I was trying to think of the conditions under which this happens, and I thought maybe if the Galois group is cyclic, but it seems like 1 wouldn't always be a root of a polynomial whose Galois group is cyclic, so then the roots wouldn't even form a group.

Is there something "interesting" going on here? Like, when do the roots form a group? Cyclic group?

 

[pasmith]

The only finite multiplicative subgroups of \mathbb{C} are {0} and \{e^{2n\pi i /N} : n = 0, 1, \dots, N-1\} for strictly positive integer N. These groups are cyclic. They correspond to the roots of z = 0 and z^N - 1 = 0 respectively.

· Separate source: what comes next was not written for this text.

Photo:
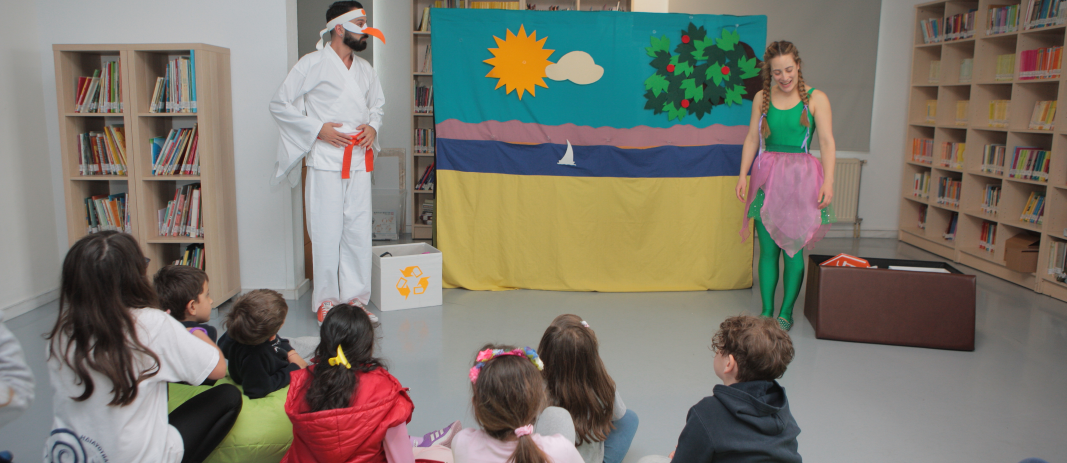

The only finite multiplicative subgroups of \mathbb{R} are {0}, {1} and {-1, 1}, which are also the only finite multiplicative subgroups of \mathbb{Q}. These groups are cyclic. They correspond to the roots of x = 0, x - 1 = 0 and x^2 - 1 = 0 respectively.

 

[mathwonk]

to say the same thing again, if you know group theory, you know that in a group of order n, every element gives 1 when raised to then nth power, hence in any group of order n, the elements satisfy the equation X^n -1 = 0. But if the group is abelian (roots of a polynomial over a field belong to the field and that has commutative multiplication), and not cyclic, i.e. no element has order n, then all of them also satisfy X^r = 1 for some smaller number r than n. Thus they would all satisfy the equation X^r - 1 = 0. But in a field you cannot hVE MORE SOLUTIONS TO AN EQUATION THAN THE DEGREE. oops.
so i think we have proved that in a field no equation can have solutions forming a group that is not cyclic. I think we have alkso proved that all finite multiplicative subgroups of a field are cyclic. of course we have assumed something about the structure of finite abelian groups, namely that the maximal order occurring for any element, annihilates the whole group. can you prove that?

hint: if a has order r and b has order s, what is the order of ab? then assume a has maximal order, and prove s divides r. deduce pasmith's claim about classifying all finite subgroups of R and C.